A frequent tactic involves politically bullying Pension boards to divest funds of their high-earning fossil fuel stocks. It’s an admitted political shot rather than a real environmentally minded approach. Instead of limiting the use of fossil fuels, divesting leaves the financial future of public servants uncertain. Rather than encouraging divestment, we should be advocating support for effective policies that will better the environment, rather than playing games with a pensioner’s ability to retire comfortably.
More often than not, pension funds are on the receiving end of bad policies rooted with good intentions. Legislation proposed by NY State Senator Liz Krueger places investment limitations on a public pension funds ability to invest in fossil fuels. The NY State Comptroller, Tom DiNapoli, who oversees the $192 billion state pension fund put it correctly – environmental activists must seek a spot at the table to be a part of the conversation. DiNapoli stated, “If we weren’t shareholders, we wouldn’t have the ability to move compan[ies] in the right direction.”
Over a million public employees – both active and retired – depend on pension plans, such as the New York state plan, for a secure retirement. It remains vital that we do not politicize those funds. Rather than focus energy on political scores, the emphasis should rely on advocating policies that reduce greenhouse emissions, boost renewable energy, and invest in pro-environment alternatives. Divesting from energy companies does not accomplish this goal, as any divested funds would be purchased by the next opportunistic investor.

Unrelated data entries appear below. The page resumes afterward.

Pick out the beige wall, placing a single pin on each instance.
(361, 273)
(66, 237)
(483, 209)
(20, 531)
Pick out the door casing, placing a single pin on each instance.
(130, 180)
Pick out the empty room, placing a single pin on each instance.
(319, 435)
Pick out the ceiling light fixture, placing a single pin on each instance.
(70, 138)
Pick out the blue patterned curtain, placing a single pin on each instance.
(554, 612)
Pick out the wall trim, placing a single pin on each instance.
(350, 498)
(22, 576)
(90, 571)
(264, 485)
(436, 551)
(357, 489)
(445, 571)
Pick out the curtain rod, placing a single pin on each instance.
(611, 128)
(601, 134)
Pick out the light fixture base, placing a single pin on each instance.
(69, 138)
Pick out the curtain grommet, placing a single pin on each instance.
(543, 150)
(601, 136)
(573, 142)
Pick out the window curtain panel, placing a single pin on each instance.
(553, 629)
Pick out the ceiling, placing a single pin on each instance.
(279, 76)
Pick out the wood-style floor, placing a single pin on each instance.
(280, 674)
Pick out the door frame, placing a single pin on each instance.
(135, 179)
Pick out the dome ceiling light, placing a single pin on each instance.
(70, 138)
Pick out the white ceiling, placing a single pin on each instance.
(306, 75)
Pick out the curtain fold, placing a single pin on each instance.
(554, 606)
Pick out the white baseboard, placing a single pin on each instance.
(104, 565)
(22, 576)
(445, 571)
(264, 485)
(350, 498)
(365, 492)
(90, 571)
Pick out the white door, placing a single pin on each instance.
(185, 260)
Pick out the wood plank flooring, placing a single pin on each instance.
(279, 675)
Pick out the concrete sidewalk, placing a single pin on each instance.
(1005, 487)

The issue is not just prevalent in New York, but also in California and other states as well. When deciding if the San Francisco pension funds should divest from fossil fuels, the Chief Investment Officer, William Coaker, Jr., noted that while pension funds would suffer, there would be no actual benefit to the environment. In his memo to the board, Coaker stated, “[w]e recognized that SFERS divestments from fossil-fuel holdings will not reduce carbon emissions — it simply changes ownership of these securities. With divestment, SFERS will forfeit its standing as a shareholder to engage these fossil-fuel companies to transition their business plans to a low-carbon economy in line with the Paris agreement."
Pension boards are not the only ones seeing pressure from
these groups, but also many university institutions as well. A recent example
at Stanford University saw student environmental activists call on the
university to divest from fossil fuels. Rather than risk the school’s
endowment, university officials took a more principled approach to the issue. A
lengthy statement issued by the Board of Trustees addressed concerns from the
students and indicated ways they would make strides towards a better, cleaner,
greener environment. Efforts included adding a new greenhouse gas-reducing
energy system and set forth-important goals for the future such as, encouraging
the use of solar energy and other renewable sources to provide much of their
power. The approach taken by Stanford University is a model that educational
institutions, pension funds, and others should take to combat climate change.
Our elected leaders can help lead the charge against climate change, as well. Proposed policies should focus on reducing consumption, not stock holdings. Divestment will not make people more conscious when leaving the lights on, flying less and carpooling more, or trading in their gas-guzzler for a hybrid. However, it does mean that first responders, educators, and pensioners alike will have a less secure retirement plan.
Changes in lifestyle have lasting effects on the environment – not public investment policies. Local, state, and federal leaders should strive towards promoting clean alternatives to fossil fuels long-term rather than espouse divestment ideas that hurt pension funds and leave no impact on the environment.
Norris McDonald is the founder and president of the African American Environmentalist Association.